I practice new boundaries, only giving when it is a worthy cause, and my efforts are appreciated. I am becoming more independent, resilient, and HAPPY. I am actively weeding out the people and things who hurt me or are “takers” in my life. I am replacing them with individuals who wish to share and complement my efforts with their own.

 I am a girl who has with great effort-stumbled across my ugly truth. I have seen what I cannot unsee, and I choose not to accept it.  Where most spend a lifetime trying to convince themselves they are happy and complete, shrinking from the honesty of ourselves and staying safe on our well-worn path for comfort and ease. I have decidedly jumped into reality come rapture or ruin. I have decided to take a chance and make a change. It is a bumpy and foreign path I now explore. It is challenging and often difficult to face as it shines a light on my shortcomings and insecurities for me to see and note. Even more unsettling it puts me out there for others to see and perceive as they will. Still, I have chosen the path where I live my own my truth. I am facing my fears. I am ready to be down and dirty honest with myself. It is horrifying sometimes, yet it is invigorating and exciting with the promise of immense growth, adventure, and reward.

Hi, I am Traci, and no longer that girl I once was. I am changed and still changing in this process of creating my new life. I am making myself whole as I find my pieces and put them all together for the world to see… I am breaking myself down and examining all the parts to overhaul… to be fluid and keep evolving. I am sometimes struggling and flailing trying to find footing and seeking balance but I am also learning to fly -full of hope and a new love for myself, and I am elated.

I get to be everything I ever was and also everything I want to be.
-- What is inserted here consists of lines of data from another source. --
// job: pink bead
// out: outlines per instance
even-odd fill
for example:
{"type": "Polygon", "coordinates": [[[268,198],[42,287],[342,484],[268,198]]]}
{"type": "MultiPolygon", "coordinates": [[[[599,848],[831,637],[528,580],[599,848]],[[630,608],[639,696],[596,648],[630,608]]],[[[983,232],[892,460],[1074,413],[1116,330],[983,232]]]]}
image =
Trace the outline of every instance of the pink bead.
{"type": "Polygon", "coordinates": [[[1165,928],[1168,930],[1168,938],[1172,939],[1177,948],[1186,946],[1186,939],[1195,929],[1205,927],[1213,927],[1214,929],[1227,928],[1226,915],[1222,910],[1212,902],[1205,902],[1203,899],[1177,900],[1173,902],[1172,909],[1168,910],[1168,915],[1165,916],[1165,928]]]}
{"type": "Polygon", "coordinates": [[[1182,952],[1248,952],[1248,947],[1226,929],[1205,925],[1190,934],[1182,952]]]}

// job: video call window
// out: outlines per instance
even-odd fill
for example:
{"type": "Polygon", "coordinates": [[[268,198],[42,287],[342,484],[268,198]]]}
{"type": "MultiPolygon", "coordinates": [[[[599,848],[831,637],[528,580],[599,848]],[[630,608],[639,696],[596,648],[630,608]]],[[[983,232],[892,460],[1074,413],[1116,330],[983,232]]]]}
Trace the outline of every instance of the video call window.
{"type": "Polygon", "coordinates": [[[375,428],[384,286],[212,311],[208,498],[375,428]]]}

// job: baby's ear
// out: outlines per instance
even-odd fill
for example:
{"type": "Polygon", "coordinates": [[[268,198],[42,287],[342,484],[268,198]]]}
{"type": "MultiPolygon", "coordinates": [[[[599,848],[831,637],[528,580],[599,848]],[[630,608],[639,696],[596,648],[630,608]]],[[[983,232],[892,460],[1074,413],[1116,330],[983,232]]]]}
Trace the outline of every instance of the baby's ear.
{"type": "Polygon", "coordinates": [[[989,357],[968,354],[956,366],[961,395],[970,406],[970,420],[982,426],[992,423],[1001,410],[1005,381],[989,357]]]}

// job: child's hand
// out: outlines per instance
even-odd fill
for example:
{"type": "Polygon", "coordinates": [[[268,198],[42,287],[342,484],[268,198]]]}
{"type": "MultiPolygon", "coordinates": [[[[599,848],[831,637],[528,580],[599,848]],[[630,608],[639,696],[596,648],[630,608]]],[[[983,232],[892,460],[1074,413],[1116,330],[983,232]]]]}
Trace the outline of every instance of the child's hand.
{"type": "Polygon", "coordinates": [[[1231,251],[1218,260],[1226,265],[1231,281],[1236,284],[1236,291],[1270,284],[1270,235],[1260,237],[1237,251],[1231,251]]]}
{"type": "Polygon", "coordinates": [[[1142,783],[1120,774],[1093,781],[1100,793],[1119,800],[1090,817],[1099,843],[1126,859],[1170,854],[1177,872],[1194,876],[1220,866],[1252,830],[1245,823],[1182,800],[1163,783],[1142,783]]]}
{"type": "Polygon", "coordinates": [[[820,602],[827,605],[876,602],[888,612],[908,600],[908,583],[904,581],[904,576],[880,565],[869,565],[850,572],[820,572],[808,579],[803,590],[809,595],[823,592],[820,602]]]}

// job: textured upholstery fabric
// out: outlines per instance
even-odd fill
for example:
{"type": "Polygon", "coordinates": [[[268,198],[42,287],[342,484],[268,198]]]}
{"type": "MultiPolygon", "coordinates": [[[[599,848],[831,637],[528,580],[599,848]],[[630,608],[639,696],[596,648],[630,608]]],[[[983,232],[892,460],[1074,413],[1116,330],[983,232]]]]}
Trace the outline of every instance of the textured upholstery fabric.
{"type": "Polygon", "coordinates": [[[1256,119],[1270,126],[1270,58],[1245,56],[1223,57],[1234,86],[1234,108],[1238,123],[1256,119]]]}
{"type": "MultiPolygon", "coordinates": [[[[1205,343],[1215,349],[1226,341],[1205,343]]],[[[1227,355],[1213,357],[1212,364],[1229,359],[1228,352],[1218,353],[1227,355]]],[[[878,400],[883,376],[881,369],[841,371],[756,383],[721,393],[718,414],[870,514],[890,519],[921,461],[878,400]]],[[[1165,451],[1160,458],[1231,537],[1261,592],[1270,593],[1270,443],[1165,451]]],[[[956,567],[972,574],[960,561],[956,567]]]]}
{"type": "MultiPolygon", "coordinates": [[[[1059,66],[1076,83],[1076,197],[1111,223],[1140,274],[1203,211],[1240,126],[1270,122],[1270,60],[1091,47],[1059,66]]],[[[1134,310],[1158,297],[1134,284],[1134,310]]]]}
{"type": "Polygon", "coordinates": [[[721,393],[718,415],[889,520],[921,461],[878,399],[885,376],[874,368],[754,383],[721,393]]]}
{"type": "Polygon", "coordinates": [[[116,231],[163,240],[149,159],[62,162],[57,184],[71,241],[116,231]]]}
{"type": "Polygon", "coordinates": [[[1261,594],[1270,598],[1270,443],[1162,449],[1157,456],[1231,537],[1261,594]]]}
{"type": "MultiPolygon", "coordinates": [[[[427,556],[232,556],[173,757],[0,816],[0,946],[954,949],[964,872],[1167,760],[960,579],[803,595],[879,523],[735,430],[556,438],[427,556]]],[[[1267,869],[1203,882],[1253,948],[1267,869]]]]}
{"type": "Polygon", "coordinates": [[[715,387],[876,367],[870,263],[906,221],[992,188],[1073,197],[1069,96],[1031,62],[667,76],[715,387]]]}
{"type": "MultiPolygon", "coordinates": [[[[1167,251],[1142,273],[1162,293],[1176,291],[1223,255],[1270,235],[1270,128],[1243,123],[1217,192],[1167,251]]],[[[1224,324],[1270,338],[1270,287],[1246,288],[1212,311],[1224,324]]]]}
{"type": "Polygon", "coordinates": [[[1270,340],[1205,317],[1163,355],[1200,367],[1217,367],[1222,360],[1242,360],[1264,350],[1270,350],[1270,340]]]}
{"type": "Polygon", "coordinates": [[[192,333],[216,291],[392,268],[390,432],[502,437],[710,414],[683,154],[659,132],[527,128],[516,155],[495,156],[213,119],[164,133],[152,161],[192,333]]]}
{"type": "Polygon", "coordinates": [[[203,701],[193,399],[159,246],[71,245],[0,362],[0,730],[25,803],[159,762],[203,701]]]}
I get to let go of what I am no longer and what does not serve me. I am acknowledging my wounds and mending my brokenness. Becoming what I am meant to be by consciously creating and molding myself. It is painstaking and makes me feel so very vulnerable, but the end product of every lesson is a far more authentic, resilient, respectable, graceful, beautiful and most importantly LOVABLE self.
I am Traci, the very best version, so far.